As we mark the 10-year anniversary of Black Maternal Health Week, we are not starting from silence. We are building on the labor, vision, and courage of Black women who have long refused to accept harm as inevitable.
We have named the crisis.We understand the harm.We have identified racism as a root cause.
And still, we remain centered in survival.
We see it in the way risk is expected rather than disrupted, in the way vigilance is normalized, in the quiet calculations Black women carry into pregnancy—not just about what could go right, but what could go wrong.
This is why this year’s theme, “Rooted in Justice and Joy,” matters.

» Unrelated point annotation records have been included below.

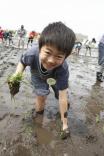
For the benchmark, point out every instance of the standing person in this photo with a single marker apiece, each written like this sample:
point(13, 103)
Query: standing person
point(21, 33)
point(32, 34)
point(99, 75)
point(88, 47)
point(47, 63)
point(78, 46)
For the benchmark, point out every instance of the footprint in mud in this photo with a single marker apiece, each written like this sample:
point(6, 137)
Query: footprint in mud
point(91, 139)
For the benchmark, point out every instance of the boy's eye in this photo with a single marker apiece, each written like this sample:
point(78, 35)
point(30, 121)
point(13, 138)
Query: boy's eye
point(47, 52)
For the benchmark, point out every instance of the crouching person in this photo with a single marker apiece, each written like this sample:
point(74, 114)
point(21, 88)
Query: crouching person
point(48, 66)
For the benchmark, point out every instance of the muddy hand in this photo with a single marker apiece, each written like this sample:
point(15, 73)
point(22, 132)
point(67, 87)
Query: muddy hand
point(14, 88)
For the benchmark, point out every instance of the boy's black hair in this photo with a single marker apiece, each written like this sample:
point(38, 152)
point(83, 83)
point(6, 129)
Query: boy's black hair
point(58, 35)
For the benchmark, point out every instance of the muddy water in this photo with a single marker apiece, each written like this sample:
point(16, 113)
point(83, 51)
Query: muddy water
point(21, 135)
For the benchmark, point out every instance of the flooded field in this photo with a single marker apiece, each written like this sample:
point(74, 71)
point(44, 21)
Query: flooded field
point(21, 135)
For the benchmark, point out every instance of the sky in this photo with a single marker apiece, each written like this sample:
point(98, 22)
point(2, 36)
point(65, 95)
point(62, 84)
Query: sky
point(82, 16)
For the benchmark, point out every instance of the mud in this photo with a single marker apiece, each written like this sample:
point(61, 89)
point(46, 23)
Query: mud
point(21, 135)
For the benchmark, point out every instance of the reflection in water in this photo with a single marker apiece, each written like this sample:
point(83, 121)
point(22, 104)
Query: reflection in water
point(44, 136)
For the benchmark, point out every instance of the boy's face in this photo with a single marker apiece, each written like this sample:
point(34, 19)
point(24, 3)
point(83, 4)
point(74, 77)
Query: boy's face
point(50, 57)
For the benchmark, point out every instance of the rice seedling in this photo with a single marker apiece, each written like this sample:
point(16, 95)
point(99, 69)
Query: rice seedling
point(14, 83)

Because justice alone is not enough. Justice names harm. It demands accountability. It works to repair what has been broken.
But joy signals something else: safety, rest, and possibility.
Together, they open the door to something more expansive: liberation. Not simply the reduction of harm, but the presence of conditions that allow us to live. What remains is whether we are willing to build something different.
Because a body cannot be tended to while it is bracing for harm. And a future cannot be realized if we have never been allowed to imagine it. So the question before us is not simply what we know. It is what we are willing to create. Because when the foundation is cared for, everything built upon it has the chance to thrive.
Black mothers deserve more than survival.We deserve to live.